Strona:PL Stanisław Korab Brzozowski - Nim serce ucichło.djvu/76

    Z Wikiźródeł, wolnej biblioteki
    Ta strona została uwierzytelniona.
    ŚWIĘTO ZBOŻA.



    Oto jest święto zboża, oto jest święto chleba
    W mej wiosce, którą dzisiaj oglądam na nowo!
    Dokoła gwar radosny, a blask spływa z nieba
    Tak biały, że cień każdy barwi się różowo.

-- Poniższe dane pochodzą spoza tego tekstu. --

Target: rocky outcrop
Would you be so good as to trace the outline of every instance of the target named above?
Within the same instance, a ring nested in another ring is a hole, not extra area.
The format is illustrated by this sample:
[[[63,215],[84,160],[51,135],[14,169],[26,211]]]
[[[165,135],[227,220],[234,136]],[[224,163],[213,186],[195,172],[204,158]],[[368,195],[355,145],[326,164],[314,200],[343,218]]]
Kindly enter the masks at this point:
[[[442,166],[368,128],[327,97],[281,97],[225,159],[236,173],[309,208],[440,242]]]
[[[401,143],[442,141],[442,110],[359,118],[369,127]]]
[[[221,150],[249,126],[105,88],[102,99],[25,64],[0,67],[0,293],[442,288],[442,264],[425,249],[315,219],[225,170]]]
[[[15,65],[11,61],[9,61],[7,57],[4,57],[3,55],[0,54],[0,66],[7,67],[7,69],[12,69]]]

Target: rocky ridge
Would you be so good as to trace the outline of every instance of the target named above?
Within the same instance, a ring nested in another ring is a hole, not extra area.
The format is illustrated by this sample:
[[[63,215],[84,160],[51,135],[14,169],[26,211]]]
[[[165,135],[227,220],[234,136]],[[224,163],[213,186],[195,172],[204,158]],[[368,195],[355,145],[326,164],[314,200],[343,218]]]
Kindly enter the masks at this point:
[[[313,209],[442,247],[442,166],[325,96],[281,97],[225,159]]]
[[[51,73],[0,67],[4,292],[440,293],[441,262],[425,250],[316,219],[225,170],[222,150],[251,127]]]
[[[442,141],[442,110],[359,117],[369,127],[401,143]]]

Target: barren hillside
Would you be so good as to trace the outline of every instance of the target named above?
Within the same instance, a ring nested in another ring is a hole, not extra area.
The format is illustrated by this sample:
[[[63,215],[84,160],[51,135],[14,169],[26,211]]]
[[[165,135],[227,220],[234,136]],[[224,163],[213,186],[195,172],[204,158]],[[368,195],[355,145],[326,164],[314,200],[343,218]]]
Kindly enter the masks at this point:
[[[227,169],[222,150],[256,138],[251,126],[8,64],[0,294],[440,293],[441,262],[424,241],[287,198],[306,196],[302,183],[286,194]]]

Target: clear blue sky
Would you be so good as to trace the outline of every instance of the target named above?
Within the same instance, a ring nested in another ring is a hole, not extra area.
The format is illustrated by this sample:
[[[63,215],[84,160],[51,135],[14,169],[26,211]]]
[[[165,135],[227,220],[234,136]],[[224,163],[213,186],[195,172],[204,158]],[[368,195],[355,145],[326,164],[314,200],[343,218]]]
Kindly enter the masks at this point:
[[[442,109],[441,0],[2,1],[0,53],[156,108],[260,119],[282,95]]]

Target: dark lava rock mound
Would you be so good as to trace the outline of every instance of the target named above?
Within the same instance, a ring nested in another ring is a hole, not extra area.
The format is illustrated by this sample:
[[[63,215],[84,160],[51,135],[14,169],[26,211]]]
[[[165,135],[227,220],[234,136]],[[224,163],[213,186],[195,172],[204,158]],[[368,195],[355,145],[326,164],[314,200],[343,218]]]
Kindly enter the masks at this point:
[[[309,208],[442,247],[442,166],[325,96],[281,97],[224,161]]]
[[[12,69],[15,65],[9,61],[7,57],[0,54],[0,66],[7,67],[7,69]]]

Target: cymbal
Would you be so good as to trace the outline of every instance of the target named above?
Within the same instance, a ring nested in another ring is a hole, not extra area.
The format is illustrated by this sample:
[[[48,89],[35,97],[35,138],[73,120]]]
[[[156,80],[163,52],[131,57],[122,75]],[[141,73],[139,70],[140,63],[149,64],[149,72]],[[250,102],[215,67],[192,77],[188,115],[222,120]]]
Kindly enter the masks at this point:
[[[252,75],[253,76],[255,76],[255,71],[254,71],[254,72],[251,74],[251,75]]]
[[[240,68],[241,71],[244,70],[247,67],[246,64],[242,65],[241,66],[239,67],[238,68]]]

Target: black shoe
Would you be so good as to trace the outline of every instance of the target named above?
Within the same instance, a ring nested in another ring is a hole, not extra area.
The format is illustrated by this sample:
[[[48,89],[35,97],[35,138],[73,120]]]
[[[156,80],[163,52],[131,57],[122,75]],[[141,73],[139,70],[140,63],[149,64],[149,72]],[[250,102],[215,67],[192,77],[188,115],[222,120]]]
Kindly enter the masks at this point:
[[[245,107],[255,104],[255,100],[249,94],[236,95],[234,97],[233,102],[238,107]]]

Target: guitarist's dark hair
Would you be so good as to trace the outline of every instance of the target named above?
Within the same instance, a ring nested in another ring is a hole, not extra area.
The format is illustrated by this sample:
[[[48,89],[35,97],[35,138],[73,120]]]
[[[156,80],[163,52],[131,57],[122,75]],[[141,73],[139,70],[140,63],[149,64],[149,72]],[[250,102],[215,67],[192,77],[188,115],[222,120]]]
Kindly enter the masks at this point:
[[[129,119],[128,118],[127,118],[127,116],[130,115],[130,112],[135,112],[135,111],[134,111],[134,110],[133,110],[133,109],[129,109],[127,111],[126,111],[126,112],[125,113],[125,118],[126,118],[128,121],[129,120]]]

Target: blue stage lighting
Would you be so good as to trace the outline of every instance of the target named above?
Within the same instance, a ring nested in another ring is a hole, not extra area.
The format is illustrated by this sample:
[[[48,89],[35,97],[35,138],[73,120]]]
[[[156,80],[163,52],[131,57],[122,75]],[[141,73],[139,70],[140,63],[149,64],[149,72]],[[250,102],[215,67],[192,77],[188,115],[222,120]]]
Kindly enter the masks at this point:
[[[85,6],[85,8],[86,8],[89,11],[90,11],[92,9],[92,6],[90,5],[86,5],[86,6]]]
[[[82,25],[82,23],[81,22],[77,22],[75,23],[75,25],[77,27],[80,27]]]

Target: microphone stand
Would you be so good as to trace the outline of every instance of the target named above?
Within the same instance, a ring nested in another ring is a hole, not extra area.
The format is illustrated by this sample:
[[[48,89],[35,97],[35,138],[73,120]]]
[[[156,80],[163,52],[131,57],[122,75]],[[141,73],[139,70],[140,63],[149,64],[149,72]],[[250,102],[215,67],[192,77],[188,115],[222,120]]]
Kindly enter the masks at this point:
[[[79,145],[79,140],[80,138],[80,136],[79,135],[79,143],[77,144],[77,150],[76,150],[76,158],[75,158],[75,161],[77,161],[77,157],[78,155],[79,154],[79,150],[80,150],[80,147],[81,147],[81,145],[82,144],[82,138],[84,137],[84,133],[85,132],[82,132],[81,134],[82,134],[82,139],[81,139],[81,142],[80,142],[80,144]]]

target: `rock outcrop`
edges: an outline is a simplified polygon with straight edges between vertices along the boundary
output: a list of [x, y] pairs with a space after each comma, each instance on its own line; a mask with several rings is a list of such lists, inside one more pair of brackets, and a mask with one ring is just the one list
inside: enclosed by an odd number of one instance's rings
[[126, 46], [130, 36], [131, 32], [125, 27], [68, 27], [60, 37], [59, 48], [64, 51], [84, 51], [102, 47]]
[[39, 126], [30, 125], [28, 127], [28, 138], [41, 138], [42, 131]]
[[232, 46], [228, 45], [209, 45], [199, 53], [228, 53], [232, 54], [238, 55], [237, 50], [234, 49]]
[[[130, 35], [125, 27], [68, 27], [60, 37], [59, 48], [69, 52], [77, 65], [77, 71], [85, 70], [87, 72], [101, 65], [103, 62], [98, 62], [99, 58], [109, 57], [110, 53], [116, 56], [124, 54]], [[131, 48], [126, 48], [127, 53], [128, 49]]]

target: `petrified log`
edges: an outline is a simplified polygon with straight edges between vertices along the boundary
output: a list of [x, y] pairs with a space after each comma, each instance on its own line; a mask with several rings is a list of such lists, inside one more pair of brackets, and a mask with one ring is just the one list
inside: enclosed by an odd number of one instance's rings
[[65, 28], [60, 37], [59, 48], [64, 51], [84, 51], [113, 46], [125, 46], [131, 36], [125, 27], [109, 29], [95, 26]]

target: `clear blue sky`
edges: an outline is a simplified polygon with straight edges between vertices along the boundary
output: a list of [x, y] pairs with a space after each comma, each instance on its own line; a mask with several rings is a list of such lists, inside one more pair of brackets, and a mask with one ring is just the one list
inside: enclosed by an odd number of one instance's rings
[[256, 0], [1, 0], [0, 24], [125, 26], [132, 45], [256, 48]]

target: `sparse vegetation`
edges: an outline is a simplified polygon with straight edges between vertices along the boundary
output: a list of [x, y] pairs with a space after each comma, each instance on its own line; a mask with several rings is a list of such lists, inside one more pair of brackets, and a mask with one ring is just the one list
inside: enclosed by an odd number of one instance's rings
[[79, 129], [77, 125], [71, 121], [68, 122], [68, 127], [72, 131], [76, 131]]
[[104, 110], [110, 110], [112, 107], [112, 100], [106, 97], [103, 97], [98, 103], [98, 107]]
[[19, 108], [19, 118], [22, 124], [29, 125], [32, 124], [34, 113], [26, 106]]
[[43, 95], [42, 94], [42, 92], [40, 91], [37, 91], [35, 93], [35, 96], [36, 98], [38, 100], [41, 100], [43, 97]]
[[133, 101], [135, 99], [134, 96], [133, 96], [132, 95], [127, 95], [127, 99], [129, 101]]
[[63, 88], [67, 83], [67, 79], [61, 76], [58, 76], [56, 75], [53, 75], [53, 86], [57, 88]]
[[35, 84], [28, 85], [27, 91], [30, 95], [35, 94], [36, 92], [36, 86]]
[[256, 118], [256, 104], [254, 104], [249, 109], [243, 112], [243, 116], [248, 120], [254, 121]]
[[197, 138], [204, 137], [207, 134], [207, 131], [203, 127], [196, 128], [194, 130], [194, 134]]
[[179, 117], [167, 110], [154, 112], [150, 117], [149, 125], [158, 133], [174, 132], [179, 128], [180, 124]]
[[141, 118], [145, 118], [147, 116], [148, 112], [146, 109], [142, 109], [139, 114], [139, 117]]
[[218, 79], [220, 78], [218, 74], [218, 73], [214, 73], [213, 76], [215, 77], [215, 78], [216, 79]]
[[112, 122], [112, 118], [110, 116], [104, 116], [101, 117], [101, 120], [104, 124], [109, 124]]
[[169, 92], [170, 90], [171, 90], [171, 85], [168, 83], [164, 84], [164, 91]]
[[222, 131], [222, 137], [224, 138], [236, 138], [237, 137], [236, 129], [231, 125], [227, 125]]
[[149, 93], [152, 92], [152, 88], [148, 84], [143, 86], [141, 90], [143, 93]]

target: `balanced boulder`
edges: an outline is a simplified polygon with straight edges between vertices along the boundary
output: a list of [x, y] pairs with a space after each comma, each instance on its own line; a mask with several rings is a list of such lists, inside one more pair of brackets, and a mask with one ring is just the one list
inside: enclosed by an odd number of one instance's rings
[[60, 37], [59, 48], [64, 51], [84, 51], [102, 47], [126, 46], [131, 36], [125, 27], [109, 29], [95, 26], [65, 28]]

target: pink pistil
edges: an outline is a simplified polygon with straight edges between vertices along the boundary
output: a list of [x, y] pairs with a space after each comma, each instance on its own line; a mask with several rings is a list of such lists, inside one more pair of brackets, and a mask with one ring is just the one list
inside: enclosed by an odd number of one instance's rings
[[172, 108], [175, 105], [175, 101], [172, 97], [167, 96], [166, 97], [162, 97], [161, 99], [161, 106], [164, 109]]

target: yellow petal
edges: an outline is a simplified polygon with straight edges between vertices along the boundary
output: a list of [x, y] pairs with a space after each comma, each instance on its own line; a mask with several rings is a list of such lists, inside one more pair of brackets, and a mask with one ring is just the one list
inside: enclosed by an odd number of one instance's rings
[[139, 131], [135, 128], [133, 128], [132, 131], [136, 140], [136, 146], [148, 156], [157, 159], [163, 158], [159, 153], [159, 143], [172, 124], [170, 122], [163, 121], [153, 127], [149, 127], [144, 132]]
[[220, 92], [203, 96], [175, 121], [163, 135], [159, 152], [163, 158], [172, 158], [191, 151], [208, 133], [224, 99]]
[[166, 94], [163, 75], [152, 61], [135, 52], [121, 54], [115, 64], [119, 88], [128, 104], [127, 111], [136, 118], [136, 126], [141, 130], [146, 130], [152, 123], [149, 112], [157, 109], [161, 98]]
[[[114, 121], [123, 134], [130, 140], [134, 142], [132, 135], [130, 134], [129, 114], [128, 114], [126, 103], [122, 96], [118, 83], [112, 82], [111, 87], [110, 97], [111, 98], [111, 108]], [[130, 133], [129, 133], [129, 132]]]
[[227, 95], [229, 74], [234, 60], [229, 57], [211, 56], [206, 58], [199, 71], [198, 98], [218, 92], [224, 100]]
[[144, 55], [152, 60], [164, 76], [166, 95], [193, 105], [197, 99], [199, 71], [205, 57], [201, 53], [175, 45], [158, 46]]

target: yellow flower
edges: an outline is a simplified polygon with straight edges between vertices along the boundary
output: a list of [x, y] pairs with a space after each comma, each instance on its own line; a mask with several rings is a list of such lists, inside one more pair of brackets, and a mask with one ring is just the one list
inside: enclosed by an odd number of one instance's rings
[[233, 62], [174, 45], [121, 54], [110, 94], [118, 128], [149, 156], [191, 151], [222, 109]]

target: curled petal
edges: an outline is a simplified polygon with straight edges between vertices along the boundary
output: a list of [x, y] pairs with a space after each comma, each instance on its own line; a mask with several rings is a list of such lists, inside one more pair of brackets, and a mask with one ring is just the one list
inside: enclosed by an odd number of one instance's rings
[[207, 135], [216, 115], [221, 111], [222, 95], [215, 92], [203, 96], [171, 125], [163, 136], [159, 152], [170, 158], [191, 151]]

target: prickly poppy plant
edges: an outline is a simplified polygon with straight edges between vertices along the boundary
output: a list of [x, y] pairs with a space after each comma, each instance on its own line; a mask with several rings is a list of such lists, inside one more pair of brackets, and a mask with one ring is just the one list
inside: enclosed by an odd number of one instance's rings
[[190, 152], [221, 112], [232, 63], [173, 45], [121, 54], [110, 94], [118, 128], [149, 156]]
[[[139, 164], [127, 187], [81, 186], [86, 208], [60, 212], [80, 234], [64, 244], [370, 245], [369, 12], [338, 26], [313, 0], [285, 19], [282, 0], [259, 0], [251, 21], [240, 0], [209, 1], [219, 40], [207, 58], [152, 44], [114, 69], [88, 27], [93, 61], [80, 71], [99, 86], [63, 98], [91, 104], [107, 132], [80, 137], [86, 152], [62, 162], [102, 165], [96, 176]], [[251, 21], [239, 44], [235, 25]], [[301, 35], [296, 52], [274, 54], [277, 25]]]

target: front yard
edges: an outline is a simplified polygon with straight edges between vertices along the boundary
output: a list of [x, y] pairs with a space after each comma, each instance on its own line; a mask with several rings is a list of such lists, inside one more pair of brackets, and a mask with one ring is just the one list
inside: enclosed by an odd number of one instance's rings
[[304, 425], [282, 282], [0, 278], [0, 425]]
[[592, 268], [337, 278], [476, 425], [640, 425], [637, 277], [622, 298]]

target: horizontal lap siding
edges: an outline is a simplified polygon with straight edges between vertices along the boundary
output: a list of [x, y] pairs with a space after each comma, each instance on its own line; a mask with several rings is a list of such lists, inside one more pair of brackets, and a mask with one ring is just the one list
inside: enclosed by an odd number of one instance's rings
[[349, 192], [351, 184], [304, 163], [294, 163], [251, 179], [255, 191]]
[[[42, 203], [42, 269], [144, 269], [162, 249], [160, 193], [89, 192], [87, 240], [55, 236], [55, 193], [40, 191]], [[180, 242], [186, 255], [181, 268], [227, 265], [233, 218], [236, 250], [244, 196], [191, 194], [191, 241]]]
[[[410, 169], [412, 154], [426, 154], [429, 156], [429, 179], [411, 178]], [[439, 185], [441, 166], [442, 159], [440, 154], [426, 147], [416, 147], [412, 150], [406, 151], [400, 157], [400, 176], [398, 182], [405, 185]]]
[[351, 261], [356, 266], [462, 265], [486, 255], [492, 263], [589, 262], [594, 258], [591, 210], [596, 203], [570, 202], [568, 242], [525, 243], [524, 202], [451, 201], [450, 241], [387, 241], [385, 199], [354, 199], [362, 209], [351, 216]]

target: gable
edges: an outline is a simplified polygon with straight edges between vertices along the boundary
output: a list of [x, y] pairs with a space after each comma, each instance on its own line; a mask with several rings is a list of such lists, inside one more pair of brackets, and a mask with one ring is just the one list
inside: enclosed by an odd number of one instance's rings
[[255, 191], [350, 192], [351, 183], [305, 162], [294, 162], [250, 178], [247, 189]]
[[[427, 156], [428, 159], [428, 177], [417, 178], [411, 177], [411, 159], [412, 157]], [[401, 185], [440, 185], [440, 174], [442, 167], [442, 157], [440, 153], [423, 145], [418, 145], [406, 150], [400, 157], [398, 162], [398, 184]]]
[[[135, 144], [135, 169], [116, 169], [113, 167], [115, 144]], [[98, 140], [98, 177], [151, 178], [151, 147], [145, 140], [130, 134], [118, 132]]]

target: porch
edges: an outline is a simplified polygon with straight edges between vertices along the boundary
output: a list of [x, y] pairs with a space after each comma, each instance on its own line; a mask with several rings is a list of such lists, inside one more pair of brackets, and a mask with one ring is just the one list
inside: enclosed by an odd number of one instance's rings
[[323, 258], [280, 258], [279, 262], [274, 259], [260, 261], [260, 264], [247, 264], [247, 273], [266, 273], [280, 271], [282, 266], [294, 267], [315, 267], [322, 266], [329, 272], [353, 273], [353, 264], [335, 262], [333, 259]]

    Ze świstem sierp raz po raz w fali złotych kłosów
    Zanurza się i miga błyskawicą lśnienia;
    Dolina pełna ludzi, snopów i pokosów,
    I z każdą niemal chwilą obraz pól się zmienia.

    Uwijają się żeńce, wszędzie ruch i życie,
    A słońce, sprawca żniwa spokojny, wciąż płonie
    I pracuje bez przerwy, ażeby obficie
    Sok i słodycz we winnem nagromadzić gronie.

    O pracuj, stare słońce, na chleb i na wino,
    Karm człeka mlekiem ziemi i podaj mu czaszę,
    Z której zdroje boskiego zapomnienia płyną.
    Żniwiarze, winobrańcy! o, szczęsne dni wasze!